Prove that $\small{7 \mid\left(2222^{5555}+5555^{2222}\right)}$.
Find the remainder of $\small{47^{37^{27}}}$ when it is divided by 11.
(CHINA/1990) What is the remainder when $\small{9^{1990}}$ is divided by 11?
(CHINA/2004) $\small{n=3 \times 7 \times 11 \times 15 \times 19 \times \cdots \times 2003}$. Find the last three digits of $\small{n}$.

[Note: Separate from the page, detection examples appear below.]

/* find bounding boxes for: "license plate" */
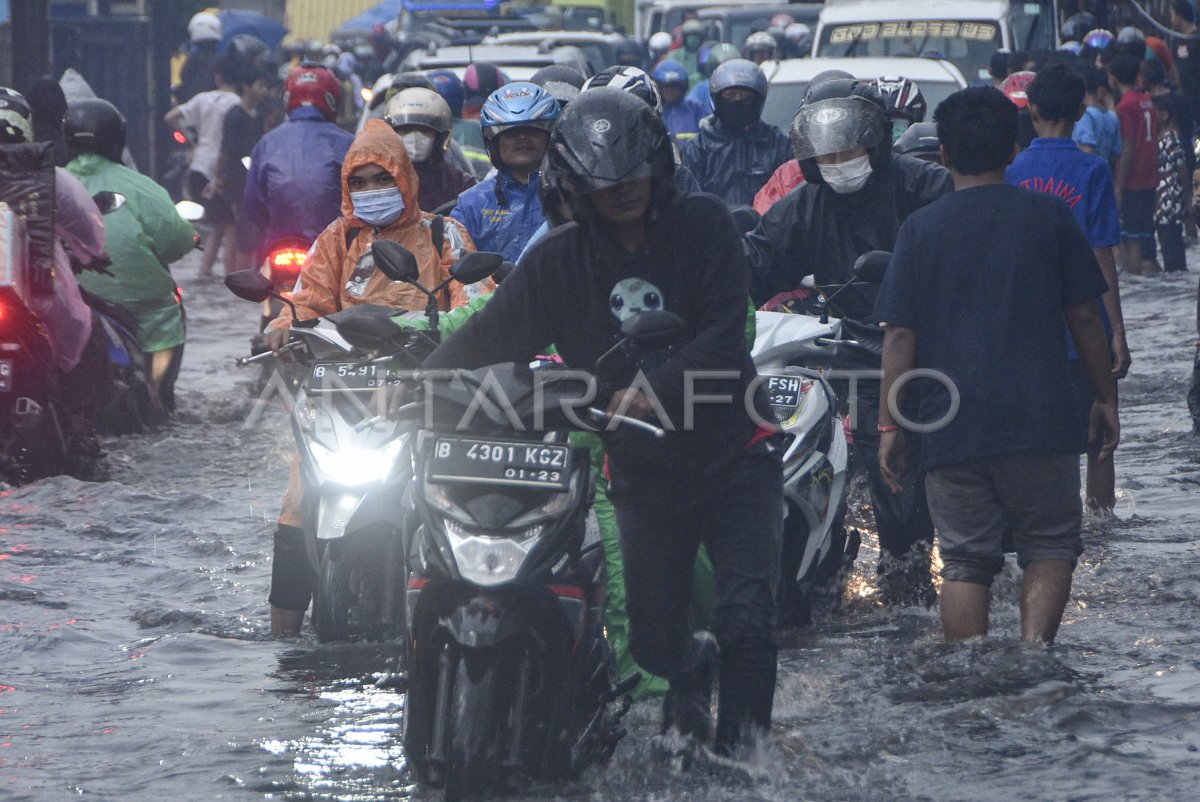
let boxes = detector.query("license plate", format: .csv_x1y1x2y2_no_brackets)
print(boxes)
766,376,804,420
308,363,391,393
428,437,571,490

(CHINA/2002) When a positive integer $\small{n}$ is divided by $\small{5,7,9,11}$, the remainders are $\small{1,2,3,4}$ respectively. Find the minimum value of $\small{n}$.

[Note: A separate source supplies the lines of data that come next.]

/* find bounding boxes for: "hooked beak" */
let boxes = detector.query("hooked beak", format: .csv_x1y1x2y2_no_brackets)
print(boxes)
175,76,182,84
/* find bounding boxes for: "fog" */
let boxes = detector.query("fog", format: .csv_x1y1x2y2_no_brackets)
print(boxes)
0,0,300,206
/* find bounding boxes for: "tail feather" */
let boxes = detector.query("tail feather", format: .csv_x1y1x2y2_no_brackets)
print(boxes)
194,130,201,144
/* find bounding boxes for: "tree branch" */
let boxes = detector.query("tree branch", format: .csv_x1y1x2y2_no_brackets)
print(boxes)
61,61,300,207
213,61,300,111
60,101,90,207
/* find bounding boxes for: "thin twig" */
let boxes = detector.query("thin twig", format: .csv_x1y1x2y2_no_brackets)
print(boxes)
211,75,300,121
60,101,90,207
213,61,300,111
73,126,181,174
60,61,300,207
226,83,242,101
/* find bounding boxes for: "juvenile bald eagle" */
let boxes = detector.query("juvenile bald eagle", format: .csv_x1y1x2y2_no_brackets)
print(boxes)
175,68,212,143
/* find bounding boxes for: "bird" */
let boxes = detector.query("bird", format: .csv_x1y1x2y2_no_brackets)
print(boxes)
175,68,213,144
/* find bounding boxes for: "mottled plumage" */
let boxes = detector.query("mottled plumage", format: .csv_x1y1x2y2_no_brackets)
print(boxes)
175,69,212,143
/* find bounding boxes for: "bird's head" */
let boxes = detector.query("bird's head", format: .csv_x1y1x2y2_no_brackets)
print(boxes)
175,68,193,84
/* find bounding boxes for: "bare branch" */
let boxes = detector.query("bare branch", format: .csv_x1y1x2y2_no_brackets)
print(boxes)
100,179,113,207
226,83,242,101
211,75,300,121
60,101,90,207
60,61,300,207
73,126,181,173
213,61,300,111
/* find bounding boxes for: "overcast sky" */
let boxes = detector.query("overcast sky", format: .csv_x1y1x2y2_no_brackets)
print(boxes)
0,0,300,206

(IMO/1964) (a) Find all positive integers $\small{n}$ for which $\small{2^n-1}$ is divisible by 7.

(b) Prove that there is no positive integer $\small{n}$ for which $\small{2^n+1}$ is divisible by 7.
(SSSMO/00/Q11) What is the units digit of $\small{3^{1999} \times 7^{2000} \times 17^{2001}}$?
(A) 1 $\quad$$\quad$(B) 3 $\quad$$\quad$(C) 5 $\quad$$\quad$(D) 7 $\quad$$\quad$(E) 9
Find the last two digits of $\small{2^{999}}$.

Testing Questions (B)

Find the last two digits of $\small{14^{14^{14}}}$.
Find the remainder of $\small{\left(257^{33}+46\right)^{26}}$ when it is divided by 50.
(SSSMO(J)/2003) What is the smallest positive integer $\small{n>1}$ such that $\small{3^n}$ ends with 003?
(CHNMOL/1997) There is such a theorem: “If three prime numbers $\small{a, b, c>}$ 3 satisfy the relation $\small{2 a+5 b=c}$, then $\small{a+b+c}$ is divisible by the integer $\small{n}$.” What is the maximum value of the possible values of $\small{n}$ ? Prove your conclusion.
(MOSCOW/1982) Find all the positive integers $\small{n}$, such that $\small{n \cdot 2^n+1}$ is divisible by 3.